Schonfeld G, Pfleger B
J Clin Invest. 1974 Aug;54(2):236-46. doi: 10.1172/JCI107758.
The major apoprotein of high density lipoprotein is apolipoprotein A-I (ApoA-I). In addition to being a structural component of this class of lipoproteins, ApoA-I also has a physiologic role as an activator of lecithin-cholesterol acyl transferase, an enzyme important in the metabolism of all lipoproteins. To measure ApoA-I content in human plasma, to assess its immunologic activity in hyperlipoproteinemia, and to carry out certain structural studies of high density lipoproteins, we have developed a double antibody radioimmunoassay. ApoA-I, isolated by gel filtration, was used to produce monospecific antisera. ApoA-I was iodinated by chloramine-T and the resulting [(125)I]-ApoA-I was purified by gel filtration. > 85% of [(125)I]-ApoA-I was precipitated by antibody, and 90% of bound [(125)I]ApoA-I was displaced by "cold" ApoA-I. Other lipoproteins and apoproteins did not react. Plasma and high density lipoprotein from normals and subjects with hyperlipoproteinemia displaced counts in parallel with ApoA-I, suggesting that the same antigenic determinants were reacting with antibody on lipid-free and lipid-associated ApoA-I. However, less than 5% of ApoA-I of high density lipoprotein reacted in the assay. Removal of the lipid by extraction increased the reactivity of ApoA-I in high density lipoprotein 15-20-fold; thus more than 95% of the ApoA-I molecules in "intact" high density lipoprotein are unreactive with antibody. Normal and hyperlipoproteinemic plasma and high density lipoproteins isolated from the same subjects continued to display parallelism with ApoA-I standard after lipid extraction, suggesting that ApoA-I of normal and hyperliproteinemic subjects are immunologically identical. About 90% of ApoA-I was in the d 1.063-1.21 fractions of normal plasma, trace quantities were found in the lipoproteins of d < 1.063, and the rest (about 10%) was in the d > 1.21 fraction. Normal plasma levels, assessed in extracted plasmas with a precision of 8%, were 100+/-35 mg/dl. Levels were normal in small groups of subjects with types II and IV hyperlipoproteinemia and high in pregnancy. However, larger population studies need to be performed to determine the distribution of ApoA-I levels in the various hyperlipoproteinemias.
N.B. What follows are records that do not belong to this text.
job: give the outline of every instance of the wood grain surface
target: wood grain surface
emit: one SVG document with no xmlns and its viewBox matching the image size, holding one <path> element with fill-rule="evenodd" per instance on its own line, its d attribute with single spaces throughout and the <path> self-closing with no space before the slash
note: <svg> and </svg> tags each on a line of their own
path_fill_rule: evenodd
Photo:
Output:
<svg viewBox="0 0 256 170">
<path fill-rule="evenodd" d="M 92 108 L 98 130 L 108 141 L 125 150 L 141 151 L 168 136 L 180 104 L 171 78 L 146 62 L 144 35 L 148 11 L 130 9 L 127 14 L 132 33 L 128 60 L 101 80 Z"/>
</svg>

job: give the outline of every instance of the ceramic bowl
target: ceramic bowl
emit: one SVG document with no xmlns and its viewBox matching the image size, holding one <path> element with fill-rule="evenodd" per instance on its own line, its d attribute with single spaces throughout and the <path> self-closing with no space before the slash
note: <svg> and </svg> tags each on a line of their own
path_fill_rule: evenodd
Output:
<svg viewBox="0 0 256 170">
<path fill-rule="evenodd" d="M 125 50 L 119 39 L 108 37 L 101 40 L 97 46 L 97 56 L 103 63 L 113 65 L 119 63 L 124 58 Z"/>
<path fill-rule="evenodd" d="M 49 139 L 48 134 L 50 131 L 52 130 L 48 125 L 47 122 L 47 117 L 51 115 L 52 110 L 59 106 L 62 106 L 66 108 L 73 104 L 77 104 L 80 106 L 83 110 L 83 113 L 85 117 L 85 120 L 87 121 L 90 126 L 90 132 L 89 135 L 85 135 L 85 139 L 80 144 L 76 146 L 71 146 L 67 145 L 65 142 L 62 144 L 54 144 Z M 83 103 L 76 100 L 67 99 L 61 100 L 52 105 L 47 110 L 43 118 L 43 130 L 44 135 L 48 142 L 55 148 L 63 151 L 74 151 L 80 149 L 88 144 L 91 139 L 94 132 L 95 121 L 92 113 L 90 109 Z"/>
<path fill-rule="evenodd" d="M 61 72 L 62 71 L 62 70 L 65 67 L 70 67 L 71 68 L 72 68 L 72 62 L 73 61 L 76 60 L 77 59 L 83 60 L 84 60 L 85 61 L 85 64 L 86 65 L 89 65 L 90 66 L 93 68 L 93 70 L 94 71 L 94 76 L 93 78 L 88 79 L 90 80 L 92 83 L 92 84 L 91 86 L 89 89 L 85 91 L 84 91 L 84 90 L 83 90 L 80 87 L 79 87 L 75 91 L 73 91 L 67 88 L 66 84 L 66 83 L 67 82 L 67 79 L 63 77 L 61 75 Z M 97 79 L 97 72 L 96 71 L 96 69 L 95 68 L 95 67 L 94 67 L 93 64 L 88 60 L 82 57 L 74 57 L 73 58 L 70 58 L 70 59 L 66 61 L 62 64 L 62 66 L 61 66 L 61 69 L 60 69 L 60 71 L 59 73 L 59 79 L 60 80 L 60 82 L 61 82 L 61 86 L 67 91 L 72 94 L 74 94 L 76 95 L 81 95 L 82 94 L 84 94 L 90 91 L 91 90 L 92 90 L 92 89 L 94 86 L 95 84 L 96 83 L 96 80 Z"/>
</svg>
高密度脂蛋白的主要载脂蛋白是载脂蛋白A-I(ApoA-I)。ApoA-I除了作为这类脂蛋白的结构成分外,还具有生理作用,即作为卵磷脂胆固醇酰基转移酶的激活剂,该酶在所有脂蛋白的代谢中都很重要。为了测定人血浆中的ApoA-I含量,评估其在高脂蛋白血症中的免疫活性,并对高密度脂蛋白进行某些结构研究,我们开发了一种双抗体放射免疫测定法。通过凝胶过滤分离得到的ApoA-I用于制备单特异性抗血清。用氯胺-T对ApoA-I进行碘化,所得的[(125)I]-ApoA-I通过凝胶过滤进行纯化。>85%的[(125)I]-ApoA-I可被抗体沉淀,90%结合的[(125)I]ApoA-I可被“冷”ApoA-I置换。其他脂蛋白和载脂蛋白不发生反应。正常人和高脂蛋白血症患者的血浆及高密度脂蛋白与ApoA-I平行置换计数,表明相同的抗原决定簇与无脂和与脂质结合的ApoA-I上的抗体发生反应。然而,在该测定中,高密度脂蛋白中只有不到5%的ApoA-I发生反应。通过提取去除脂质可使高密度脂蛋白中ApoA-I的反应性提高15 - 20倍;因此,“完整”高密度脂蛋白中超过95%的ApoA-I分子与抗体无反应。从同一受试者分离得到的正常和高脂蛋白血症血浆及高密度脂蛋白在脂质提取后继续与ApoA-I标准品呈现平行关系,表明正常和高脂蛋白血症受试者的ApoA-I在免疫上是相同的。正常血浆中约90%的ApoA-I存在于d 1.063 - 1.21组分中,在d < 1.063的脂蛋白中发现微量,其余(约10%)存在于d > 1.21组分中。用提取后的血浆评估的正常血浆水平,精密度为8%,为100±35mg/dl。II型和IV型高脂蛋白血症的小群体受试者水平正常,妊娠时升高。然而,需要进行更大规模的人群研究来确定ApoA-I水平在各种高脂蛋白血症中的分布情况。